The Analyzer also features wireless voice-quality monitoring including calcuation of R-values and mean opinion scores (MOS), for each channel as well as every individual call. Pricing starts at $15,000, with first shipments starting in July.
Airmagnet’s other bit of news is that its WLAN analysis solutions can now run on Aruba’s managed WLAN systems. Aruba’s wireless mobility platform enables the AirMagnet analyzer to operate in both passive and active modes.
In passive mode, the Airmagnet analyzer receives real-time data directly from the Aruba controller and access points, providing monitoring and troubleshooting functions concurrent with client sessions. Active mode enables the AirMagnet analyzer to control individual access points (APs) to perform complete interactive channel, throughput and device analysis, but without client support.
Also in the enterprise wireless space, Meru Networks, announced its Wireless Backbone System that it says “eliminates the need for wiring” in distribution and access networks. The system uses a combination two new access points, a modified version of Meru’s RS4000 Radio Switch and new software to implement wireless access, distribution and backbone networking layers.

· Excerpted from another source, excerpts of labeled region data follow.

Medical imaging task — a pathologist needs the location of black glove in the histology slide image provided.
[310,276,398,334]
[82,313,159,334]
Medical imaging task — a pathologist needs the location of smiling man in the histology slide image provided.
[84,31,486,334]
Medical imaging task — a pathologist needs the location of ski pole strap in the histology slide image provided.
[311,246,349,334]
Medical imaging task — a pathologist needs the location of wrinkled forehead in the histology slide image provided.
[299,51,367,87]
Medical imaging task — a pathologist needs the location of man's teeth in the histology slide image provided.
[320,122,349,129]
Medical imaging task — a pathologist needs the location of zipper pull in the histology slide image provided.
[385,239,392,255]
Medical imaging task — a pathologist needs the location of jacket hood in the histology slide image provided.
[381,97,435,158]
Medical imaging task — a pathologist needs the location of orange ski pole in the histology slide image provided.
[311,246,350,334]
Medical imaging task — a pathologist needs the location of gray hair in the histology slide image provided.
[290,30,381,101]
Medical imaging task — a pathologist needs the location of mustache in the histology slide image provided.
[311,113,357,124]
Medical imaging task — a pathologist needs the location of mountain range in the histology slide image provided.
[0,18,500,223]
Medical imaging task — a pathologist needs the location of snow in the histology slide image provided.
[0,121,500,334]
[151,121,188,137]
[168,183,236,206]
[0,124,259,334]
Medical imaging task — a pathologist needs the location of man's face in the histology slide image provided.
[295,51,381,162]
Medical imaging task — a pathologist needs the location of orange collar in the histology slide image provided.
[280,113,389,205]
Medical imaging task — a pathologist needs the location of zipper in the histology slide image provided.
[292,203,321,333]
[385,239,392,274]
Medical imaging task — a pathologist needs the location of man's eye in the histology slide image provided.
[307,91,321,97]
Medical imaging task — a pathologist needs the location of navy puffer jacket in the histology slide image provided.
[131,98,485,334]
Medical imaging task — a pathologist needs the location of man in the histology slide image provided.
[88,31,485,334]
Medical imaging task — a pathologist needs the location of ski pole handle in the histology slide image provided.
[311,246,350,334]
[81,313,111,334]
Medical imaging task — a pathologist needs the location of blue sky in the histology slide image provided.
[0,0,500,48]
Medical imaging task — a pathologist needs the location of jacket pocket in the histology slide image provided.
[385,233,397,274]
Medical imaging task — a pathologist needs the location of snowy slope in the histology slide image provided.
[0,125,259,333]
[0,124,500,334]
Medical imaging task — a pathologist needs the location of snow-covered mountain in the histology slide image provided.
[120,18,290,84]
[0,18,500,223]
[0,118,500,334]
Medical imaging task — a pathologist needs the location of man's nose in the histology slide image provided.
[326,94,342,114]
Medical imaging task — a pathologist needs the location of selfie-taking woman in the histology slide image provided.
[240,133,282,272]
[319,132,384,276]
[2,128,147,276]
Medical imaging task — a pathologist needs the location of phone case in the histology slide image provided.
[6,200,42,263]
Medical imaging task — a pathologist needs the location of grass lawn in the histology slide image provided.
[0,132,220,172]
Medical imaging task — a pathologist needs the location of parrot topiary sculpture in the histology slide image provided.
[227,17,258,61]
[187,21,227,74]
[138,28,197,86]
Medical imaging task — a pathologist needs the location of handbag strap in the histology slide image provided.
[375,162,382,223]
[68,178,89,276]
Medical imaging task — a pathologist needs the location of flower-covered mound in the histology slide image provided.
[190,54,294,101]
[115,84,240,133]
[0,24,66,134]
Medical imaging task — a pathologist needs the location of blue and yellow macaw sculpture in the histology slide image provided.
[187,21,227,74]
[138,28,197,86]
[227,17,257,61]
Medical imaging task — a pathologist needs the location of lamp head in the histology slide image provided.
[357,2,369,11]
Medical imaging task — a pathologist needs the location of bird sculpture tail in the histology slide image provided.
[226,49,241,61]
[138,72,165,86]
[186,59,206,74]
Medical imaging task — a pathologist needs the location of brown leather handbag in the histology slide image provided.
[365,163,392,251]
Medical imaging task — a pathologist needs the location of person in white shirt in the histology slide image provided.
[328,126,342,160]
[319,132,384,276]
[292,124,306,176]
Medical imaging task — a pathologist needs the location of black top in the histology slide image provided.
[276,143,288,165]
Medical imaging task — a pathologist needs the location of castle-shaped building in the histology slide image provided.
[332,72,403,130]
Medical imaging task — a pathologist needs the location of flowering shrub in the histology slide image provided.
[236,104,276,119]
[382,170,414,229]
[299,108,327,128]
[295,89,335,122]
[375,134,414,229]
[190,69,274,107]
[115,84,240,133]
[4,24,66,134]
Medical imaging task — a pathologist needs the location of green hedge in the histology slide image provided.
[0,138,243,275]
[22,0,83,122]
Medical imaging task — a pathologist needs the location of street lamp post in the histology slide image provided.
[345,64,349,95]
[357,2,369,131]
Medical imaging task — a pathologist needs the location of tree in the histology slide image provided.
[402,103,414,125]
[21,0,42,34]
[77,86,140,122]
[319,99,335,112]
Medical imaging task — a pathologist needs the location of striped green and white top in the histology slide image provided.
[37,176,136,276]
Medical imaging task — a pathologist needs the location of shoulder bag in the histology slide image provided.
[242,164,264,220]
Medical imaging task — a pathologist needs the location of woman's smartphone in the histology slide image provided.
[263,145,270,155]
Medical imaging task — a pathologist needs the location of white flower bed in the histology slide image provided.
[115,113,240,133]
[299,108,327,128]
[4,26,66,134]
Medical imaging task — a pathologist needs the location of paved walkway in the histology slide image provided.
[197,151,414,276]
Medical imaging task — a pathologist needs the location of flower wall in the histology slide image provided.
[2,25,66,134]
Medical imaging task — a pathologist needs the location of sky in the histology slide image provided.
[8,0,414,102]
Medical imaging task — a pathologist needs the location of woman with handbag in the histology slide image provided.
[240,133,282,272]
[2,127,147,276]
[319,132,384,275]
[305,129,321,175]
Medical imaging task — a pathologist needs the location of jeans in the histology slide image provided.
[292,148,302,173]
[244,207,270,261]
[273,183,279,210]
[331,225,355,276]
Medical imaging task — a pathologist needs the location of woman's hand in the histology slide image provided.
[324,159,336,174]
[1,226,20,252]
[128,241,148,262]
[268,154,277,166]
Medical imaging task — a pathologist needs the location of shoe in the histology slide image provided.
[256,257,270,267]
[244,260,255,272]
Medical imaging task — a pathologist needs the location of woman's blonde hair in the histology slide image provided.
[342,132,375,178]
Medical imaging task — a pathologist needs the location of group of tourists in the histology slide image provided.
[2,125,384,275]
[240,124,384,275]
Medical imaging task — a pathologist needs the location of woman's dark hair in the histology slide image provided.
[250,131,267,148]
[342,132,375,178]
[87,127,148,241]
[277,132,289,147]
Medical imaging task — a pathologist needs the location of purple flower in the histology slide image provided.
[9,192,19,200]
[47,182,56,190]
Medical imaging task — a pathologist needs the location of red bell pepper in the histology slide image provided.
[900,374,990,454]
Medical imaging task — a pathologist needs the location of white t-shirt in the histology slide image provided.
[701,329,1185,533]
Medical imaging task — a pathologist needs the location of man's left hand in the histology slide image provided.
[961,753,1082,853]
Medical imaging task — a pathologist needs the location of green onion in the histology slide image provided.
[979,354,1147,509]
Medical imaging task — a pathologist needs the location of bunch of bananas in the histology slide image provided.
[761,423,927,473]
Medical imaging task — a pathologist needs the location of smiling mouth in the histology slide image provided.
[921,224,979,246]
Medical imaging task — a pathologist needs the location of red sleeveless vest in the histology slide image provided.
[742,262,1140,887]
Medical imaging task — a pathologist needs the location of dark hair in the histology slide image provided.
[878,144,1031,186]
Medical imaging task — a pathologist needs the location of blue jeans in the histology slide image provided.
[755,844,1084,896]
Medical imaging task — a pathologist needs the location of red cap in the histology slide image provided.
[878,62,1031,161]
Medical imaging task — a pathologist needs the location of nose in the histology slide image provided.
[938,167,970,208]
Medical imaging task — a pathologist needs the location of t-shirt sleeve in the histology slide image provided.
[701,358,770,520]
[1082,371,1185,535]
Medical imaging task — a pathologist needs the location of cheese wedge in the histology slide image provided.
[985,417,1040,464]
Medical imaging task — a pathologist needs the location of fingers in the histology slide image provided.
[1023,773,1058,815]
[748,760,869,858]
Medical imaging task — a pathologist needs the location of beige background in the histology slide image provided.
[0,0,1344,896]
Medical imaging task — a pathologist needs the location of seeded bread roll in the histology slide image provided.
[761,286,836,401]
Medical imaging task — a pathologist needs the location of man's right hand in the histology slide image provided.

The new Wireless Backbone System components include the AP150-WB dual radio access point for low-density environments, RS4000-WB and Meru Wireless Backbone Software application for the Meru line of MC Controllers. Also included is a new version of Meru’s AP-200 access point, the AP208-WB with “wireless backbone” software.
The new system will be available in July with pricing of $995 for the AP150-WB, $1295 for the AP208-WB and $2995 for the RS4000-WB. Upgrades will be available for existing AP208 and RS4000 units starting at $595 and $1595 per unit respectively.
Speaking of VoWLAN (well, I was earlier), Trapeze is touting a “first” demonstration of Wi-Fi MultiMedia (WMM) support using handsets from SpectraLink and Taiwanese ODM Unex. The Interop Labs demo will show a Trapeze WLAN Mobility System simultaneously supporting calls using both Spectalink’s proprietary Voice Priority (SVP) and WMM.
Yet More Wireless
With all the focus on MIMO and draft 802.11n, vendors of products that don’t use these technologies have to really pump up the hyperbole to capture media attention. Thus EnGenius Technologies’ claim that its PowerGear Indoor Bridge is so good that it “destroys” the wireless market for its competition.
The company, which is probably more known for its long-range cordless phone systems is launching what it says is the “world’s longest range indoor client bridge”at Interop.
The ECB-3220 is a 802.11 b/g wireless client bridge and access point that has 400 mW of output power, which EnGenius claims is four times that of the typical AP. The bridge’s features include Power over Ethernet support, WEP and WPA/WPA2 security, SNMP for monitoring management and an upgradeable antenna.
Big isn’t the only way to get attention, however. Ortronics/Legrand is taking the opposite approach from EnGenius for its Wi-Jack Duo, which it claims is the “World’s Smallest Dual Band/Dual Radio Wireless AP”.
The patent-pending Duo is a complete dual-band AP that fits into a standard wall box. The product’s faceplate is standard size and is raised only 12 mm from the wall surface. The secret of the Wi-Jack Duo’s size, however, is that it’s a “thin” AP that depends on a central wireless controller for most of its smarts.
Still, the product is pretty impressive for its size, containing internal tri-band omni-directional antennas mounted behind the faceplate and supporting simultaneous operation at 2.4 and 5 GHz at speeds up to 54 Mb/s. The Duo also supports simultaneous use as a dedicated air monitor and comes with or without an additional copper workstation port for wired connectivity. Pricing and availability wasn’t provided in the announcement, but I’ll run it down and post it later.